# Module: processing

The purpose of this notebook is to test the processing modules.
This will provide an example of how to use these modules in a pipeline.

In [37]:
from src import processing

import os
from glob import glob
from re import sub
import numpy as np

## Extracting compressed images

The first part of this pipeline is to extract the images from compressed file formats. First we specify the directory containing the images we want to extract, then we generate a list of files to decompress. 

In [7]:
#Directory containing compressed images
input_dir = 'data/human/registration/jacobians/absolute/smooth/'
input_dir = os.path.join(input_dir, '')

#List of paths to compressed images
input_files = glob(input_dir+'*.gz')
input_files[:5]

['data/human/registration/jacobians/absolute/smooth/d8_0148_01.extracted_fwhm_4vox.nii.gz',
 'data/human/registration/jacobians/absolute/smooth/41014_T1.extracted_fwhm_4vox.nii.gz',
 'data/human/registration/jacobians/absolute/smooth/d8_0393_01.extracted_fwhm_4vox.nii.gz',
 'data/human/registration/jacobians/absolute/smooth/21054_T1.extracted_fwhm_4vox.nii.gz',
 'data/human/registration/jacobians/absolute/smooth/d8_0204_01.extracted_fwhm_4vox.nii.gz']

We can decompress a list of input files using the `gunzip_files()` function.

In [8]:
# This seems to work as intended
# unzipped_files = processing.gunzip_files(infiles = input_files, 
#                                          keep = True,
#                                          parallel = True,
#                                          nproc = 8)

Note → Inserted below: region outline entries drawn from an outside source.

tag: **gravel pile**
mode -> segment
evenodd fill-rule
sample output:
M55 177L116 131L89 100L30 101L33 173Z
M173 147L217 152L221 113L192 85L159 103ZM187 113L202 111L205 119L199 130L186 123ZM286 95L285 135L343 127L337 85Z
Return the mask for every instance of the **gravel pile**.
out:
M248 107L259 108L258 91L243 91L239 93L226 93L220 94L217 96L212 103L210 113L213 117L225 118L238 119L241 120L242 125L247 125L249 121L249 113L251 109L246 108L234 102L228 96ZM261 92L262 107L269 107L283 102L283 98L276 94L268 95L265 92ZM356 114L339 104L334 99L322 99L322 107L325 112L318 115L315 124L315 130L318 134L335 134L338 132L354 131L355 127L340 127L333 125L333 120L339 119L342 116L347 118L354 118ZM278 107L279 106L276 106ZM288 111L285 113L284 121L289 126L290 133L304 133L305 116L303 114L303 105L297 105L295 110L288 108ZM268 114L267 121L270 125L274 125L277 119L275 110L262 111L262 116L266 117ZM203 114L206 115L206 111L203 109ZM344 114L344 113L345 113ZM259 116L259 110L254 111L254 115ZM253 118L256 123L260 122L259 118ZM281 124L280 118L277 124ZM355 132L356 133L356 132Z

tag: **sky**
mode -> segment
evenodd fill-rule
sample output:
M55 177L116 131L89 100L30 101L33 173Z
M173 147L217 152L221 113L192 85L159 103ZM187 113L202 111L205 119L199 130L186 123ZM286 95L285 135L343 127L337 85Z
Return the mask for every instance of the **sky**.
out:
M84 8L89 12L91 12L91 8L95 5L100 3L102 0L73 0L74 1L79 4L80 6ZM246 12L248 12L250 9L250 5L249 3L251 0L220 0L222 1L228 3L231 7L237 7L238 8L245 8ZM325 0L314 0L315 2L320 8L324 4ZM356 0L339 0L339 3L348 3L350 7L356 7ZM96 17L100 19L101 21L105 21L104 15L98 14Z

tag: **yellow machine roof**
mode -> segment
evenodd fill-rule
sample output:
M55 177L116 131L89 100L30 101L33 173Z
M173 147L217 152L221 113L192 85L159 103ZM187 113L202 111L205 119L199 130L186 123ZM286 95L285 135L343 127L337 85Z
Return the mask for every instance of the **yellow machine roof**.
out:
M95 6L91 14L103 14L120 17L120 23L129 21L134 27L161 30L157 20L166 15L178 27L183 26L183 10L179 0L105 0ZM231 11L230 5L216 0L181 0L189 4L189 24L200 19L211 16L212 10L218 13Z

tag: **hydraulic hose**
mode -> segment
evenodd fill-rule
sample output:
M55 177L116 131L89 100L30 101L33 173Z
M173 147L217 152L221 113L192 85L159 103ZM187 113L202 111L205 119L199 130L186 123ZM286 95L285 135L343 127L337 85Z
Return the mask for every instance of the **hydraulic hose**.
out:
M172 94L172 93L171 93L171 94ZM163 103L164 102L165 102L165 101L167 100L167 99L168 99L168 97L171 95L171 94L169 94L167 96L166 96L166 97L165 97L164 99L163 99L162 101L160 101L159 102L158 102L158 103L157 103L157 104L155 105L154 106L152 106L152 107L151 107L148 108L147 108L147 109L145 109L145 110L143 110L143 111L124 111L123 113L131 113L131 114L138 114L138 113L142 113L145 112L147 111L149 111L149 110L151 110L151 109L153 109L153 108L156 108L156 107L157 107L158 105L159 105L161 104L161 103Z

unzipped_files = glob(input_dir+'*.nii')
unzipped_files[:5]

['data/human/registration/jacobians/absolute/smooth/d8_0096_01.extracted_fwhm_4vox.nii',
 'data/human/registration/jacobians/absolute/smooth/12013_T1.extracted_fwhm_4vox.nii',
 'data/human/registration/jacobians/absolute/smooth/21045_T1.extracted_fwhm_4vox.nii',
 'data/human/registration/jacobians/absolute/smooth/d8_0673_01.extracted_fwhm_4vox.nii',
 'data/human/registration/jacobians/absolute/smooth/sub-1050792_ses-01_T1w.extracted_fwhm_4vox.nii']

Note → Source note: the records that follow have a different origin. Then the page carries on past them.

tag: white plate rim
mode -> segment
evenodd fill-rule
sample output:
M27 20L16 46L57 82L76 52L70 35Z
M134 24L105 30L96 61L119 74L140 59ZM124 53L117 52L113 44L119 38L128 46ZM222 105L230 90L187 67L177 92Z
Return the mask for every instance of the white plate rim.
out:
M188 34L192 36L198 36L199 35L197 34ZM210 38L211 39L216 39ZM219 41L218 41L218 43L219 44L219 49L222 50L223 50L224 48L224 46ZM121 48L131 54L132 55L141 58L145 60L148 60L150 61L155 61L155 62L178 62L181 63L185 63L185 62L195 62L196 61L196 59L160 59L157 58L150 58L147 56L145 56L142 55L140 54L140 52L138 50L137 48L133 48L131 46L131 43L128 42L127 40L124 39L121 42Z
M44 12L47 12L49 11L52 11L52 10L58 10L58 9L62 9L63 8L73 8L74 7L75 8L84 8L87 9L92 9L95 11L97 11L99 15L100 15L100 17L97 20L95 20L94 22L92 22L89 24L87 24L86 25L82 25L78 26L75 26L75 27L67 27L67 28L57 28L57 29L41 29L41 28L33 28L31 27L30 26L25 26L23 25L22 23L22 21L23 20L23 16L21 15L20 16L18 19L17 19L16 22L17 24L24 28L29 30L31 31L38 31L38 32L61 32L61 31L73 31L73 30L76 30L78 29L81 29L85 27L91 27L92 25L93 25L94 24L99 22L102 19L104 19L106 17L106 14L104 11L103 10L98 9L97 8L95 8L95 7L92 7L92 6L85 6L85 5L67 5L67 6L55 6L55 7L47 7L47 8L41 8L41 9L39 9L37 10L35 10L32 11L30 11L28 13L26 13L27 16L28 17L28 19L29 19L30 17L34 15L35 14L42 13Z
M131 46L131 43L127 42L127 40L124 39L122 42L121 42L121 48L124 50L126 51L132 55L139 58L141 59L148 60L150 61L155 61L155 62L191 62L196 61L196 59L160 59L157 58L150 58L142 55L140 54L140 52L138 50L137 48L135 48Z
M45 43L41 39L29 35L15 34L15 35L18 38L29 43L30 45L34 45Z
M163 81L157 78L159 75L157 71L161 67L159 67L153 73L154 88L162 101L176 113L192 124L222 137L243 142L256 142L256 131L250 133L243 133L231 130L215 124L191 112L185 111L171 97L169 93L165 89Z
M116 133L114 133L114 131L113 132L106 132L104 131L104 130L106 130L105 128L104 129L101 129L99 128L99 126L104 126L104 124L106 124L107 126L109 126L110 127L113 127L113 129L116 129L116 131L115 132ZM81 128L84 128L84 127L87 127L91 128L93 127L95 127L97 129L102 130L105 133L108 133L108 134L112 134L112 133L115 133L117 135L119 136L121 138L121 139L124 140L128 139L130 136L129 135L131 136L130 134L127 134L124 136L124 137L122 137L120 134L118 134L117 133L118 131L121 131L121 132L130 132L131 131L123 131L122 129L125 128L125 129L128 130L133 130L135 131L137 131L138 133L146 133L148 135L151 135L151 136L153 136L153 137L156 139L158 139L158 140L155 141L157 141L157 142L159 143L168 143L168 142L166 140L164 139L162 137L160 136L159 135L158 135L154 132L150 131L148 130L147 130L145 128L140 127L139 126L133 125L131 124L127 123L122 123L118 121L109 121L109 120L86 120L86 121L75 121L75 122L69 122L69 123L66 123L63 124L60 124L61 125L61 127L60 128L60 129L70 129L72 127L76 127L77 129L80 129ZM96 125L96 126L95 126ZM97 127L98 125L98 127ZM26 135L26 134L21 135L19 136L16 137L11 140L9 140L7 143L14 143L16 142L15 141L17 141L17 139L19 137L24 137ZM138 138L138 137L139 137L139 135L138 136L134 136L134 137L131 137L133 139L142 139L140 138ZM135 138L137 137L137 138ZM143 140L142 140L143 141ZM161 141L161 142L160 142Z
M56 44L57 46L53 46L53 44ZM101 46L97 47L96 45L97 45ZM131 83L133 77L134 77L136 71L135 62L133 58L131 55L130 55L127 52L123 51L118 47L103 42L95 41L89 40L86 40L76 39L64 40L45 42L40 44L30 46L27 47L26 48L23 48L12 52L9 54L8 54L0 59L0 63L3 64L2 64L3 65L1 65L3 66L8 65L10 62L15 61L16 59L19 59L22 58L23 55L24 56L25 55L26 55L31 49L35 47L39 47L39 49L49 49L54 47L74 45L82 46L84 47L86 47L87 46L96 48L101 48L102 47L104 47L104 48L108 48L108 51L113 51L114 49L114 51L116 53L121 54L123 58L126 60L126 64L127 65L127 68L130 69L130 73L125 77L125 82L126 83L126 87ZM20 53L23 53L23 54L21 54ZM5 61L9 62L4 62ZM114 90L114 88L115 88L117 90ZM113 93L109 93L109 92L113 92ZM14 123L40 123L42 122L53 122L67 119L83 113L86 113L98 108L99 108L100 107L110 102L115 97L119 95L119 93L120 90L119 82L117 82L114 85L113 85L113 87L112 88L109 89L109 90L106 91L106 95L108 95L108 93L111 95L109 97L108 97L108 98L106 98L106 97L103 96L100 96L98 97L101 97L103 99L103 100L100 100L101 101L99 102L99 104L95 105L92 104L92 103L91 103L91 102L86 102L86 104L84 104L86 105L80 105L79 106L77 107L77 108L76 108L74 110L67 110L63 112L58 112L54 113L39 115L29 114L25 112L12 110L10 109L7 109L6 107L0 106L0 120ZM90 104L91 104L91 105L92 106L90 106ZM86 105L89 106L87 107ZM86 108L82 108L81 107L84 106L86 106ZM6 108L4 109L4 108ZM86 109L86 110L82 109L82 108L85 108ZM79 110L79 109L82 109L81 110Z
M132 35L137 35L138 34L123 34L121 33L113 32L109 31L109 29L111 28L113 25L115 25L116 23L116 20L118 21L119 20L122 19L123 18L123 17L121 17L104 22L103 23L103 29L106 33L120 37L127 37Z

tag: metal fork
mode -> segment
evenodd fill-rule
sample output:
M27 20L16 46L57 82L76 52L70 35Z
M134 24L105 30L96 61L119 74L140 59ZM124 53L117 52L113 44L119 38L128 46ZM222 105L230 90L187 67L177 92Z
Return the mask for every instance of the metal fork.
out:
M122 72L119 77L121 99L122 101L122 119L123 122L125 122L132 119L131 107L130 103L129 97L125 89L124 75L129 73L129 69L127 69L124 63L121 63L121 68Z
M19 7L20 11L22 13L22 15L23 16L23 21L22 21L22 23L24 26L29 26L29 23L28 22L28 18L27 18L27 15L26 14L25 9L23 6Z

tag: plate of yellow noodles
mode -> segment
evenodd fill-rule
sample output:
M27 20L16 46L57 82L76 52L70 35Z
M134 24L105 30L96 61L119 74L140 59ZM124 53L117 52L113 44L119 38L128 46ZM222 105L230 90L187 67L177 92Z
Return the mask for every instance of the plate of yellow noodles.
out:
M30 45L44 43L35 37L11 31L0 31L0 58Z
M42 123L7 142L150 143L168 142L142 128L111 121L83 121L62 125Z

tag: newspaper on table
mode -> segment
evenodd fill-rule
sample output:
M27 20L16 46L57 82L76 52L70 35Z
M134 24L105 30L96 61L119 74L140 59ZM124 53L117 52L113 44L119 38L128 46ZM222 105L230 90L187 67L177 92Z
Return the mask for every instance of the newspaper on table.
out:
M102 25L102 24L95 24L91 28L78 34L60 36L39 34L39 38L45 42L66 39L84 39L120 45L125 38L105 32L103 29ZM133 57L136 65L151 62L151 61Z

The function returns a list containing the paths to the unzipped images. By default, the output directory is the same as the input directory.

***
## Converting image formats

The compressed files were in NIFTY format. We can keep these as is, or convert them to MINC format if we prefer. The `processing` module provides a tool for converting between these image formats: `convert_images()`. Like the `gunzip_files()` function, this function takes in a list of images to convert. We can also specify an output directory for the converted images.

In [9]:
# Directory in which to save the converted images
outdir = 'data/human/registration/jacobians/absolute/smooth_minc/'

# This seems to work as intended
# imgfiles = processing.convert_images(infiles = unzipped_files,
#                                      input_format = 'nifty',
#                                      output_format = 'minc',
#                                      outdir = imgdir,
#                                      keep = True,
#                                      parallel = True,
#                                      nproc = 8)

imgfiles = glob(outdir+'*.mnc')
imgfiles[:5]

['data/human/registration/jacobians/absolute/smooth_minc/sub-1050811_ses-01_T1w.extracted_fwhm_4vox.mnc',
 'data/human/registration/jacobians/absolute/smooth_minc/d8_0216_01.extracted_fwhm_4vox.mnc',
 'data/human/registration/jacobians/absolute/smooth_minc/sub-1050869_ses-01_run-01_T1w.extracted_fwhm_4vox.mnc',
 'data/human/registration/jacobians/absolute/smooth_minc/31030_T1.extracted_fwhm_4vox.mnc',
 'data/human/registration/jacobians/absolute/smooth_minc/d8_0713_02.extracted_fwhm_4vox.mnc']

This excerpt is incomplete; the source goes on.